I love the multi packs of small LED flashlights. Whenever we had power outages when my children were young, they struggled at bedtime. They were used to the sounds of the TV and the light from the hallway as they fell asleep. A completely quiet, dark house can be intimidating to a child who is trained to fall asleep to the comforting noises and lights of their home. Just having their own flashlight, which they can turn on at will, makes them feel far less vulnerable at night.
I also use these flashlights all over the house - in the pantry, in cupboards, in the garage - where ever I need just a little boost in wattage. This makes them an excellent gift for older people as well.
I can’t say enough about these lights. They are perfect for young children as well as older people.
- They are safe, presenting no fire hazard. You can leave them on all night long.
- Need no batteries, easily recharged during the day.
- They are bright. I mean REALLY bright!
- They are inexpensive.
- They are lightweight – only a few ounces.
- They have a handle that makes them easy to carry. Ideal for a person who uses a cane or a walker to ambulate.
- They are unbreakable
These lights would be such a blessing to families with children or to elderly people living alone during a power outage.
I know of homes that do not have such an item. While they may have canned tuna, soups and fruits and vegetables available in their cupboards, they would have a difficult time accessing them.
Long shelf life foods are expensive. You aren’t going to invest in them lightly. But if you are buying for your children and grandchildren, you may want the peace of mind for yourself as well as them.
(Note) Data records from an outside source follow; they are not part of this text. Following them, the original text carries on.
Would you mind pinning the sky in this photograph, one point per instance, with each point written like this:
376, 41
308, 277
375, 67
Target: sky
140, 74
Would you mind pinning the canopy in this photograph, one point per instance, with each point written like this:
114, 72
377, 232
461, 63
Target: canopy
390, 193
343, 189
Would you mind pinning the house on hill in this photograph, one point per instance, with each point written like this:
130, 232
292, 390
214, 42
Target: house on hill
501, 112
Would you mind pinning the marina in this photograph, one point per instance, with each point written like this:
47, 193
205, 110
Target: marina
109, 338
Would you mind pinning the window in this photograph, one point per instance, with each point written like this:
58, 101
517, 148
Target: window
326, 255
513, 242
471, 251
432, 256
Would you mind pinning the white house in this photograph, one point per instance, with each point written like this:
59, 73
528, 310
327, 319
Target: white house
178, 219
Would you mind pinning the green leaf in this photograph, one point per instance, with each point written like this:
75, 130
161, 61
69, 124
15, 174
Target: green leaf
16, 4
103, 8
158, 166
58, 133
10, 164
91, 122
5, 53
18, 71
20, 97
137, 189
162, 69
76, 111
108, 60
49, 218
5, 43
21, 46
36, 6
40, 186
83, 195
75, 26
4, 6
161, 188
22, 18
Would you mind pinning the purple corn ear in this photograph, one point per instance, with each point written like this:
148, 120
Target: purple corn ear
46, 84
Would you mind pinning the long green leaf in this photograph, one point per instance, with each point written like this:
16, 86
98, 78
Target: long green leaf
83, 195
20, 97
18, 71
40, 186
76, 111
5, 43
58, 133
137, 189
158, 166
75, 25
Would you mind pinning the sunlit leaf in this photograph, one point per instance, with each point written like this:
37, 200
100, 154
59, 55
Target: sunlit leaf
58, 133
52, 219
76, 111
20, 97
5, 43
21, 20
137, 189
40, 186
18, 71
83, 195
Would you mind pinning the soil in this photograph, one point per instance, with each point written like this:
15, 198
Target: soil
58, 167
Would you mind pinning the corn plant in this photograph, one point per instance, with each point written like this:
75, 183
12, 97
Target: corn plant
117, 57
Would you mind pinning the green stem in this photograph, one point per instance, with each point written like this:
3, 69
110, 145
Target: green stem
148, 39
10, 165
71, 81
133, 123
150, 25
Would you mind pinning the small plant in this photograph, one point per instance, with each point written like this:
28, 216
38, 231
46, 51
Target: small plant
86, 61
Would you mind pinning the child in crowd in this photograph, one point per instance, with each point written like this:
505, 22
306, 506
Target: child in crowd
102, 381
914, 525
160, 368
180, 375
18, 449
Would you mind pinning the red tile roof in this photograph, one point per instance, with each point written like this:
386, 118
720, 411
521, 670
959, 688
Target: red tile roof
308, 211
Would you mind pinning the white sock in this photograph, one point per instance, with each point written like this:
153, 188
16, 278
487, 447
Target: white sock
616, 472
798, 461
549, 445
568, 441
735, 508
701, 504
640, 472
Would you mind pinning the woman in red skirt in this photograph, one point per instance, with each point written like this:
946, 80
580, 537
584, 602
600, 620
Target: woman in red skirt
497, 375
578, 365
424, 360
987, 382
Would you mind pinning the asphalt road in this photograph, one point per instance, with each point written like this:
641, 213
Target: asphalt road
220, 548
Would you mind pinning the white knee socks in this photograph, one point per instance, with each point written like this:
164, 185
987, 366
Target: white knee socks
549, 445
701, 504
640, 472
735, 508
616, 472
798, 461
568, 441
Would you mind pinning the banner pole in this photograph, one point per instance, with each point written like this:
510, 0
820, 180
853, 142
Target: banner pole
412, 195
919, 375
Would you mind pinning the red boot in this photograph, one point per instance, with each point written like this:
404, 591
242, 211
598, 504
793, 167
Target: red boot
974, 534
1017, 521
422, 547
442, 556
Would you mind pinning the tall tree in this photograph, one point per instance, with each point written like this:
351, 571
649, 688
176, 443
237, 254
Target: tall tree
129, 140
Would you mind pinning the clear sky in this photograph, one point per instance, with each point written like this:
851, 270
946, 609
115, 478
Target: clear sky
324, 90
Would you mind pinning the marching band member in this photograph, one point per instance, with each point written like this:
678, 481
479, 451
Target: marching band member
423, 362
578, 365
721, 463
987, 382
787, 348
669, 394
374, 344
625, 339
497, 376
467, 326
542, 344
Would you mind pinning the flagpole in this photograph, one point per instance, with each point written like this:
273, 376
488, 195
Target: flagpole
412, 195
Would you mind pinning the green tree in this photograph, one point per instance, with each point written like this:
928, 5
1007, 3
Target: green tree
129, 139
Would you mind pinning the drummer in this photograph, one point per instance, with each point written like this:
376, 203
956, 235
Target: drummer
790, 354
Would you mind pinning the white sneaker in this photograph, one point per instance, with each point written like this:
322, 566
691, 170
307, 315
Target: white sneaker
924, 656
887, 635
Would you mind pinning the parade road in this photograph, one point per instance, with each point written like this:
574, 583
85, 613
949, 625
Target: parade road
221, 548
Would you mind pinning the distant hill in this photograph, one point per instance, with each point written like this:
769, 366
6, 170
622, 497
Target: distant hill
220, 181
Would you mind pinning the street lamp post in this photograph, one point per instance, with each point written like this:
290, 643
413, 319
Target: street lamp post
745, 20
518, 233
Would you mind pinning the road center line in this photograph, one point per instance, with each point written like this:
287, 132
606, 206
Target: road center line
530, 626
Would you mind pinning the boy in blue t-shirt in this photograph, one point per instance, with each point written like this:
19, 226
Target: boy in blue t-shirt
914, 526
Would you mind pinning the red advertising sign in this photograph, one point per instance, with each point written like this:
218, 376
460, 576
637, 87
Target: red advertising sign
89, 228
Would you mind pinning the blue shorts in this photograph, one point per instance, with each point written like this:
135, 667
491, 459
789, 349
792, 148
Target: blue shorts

Fortunately, there are a variety of sizes that will fit into your budget. We usually purchase a 32 serving size box and add to that every year. You might choose to do the same, making it a recurring gift every Christmas until an adequate supply is built up.
There are other companies that have shelf stable foods, but Mountain House is the gold standard in the industry in terms of taste and food safety. It is the only brand we keep in our pantry.
#7: Non-Electronic Entertainment
We live in an age when most children and adults spend recreational time using electronic devices. Even books are now electronic. I have no complaints about this…I download books and play solitaire on my computer. But it these are not available (and winter nights are very long even with electricity), you are going to need alternatives. Books, puzzles, board games, crafts and card games are great gifts for families with children.
These have the added benefit of providing more relational opportunities for a family. Reading to children during a long winter evening or playing a lively marathon game of Monopoly well into the night may make beautiful memories for a family.
Christmas can be an expensive season, but if you feel that the gifts you have given are thoughtful and useful, you feel a whole lot better. I think the items on this list go one step further; they are necessary items in a disaster.
It is my hope that you bless some members of your family, or a family in your community, or an elderly person with some of the gifts from this list that will truly help them during an emergency. The more resources that each family has, the stronger the whole community is during a time of trouble.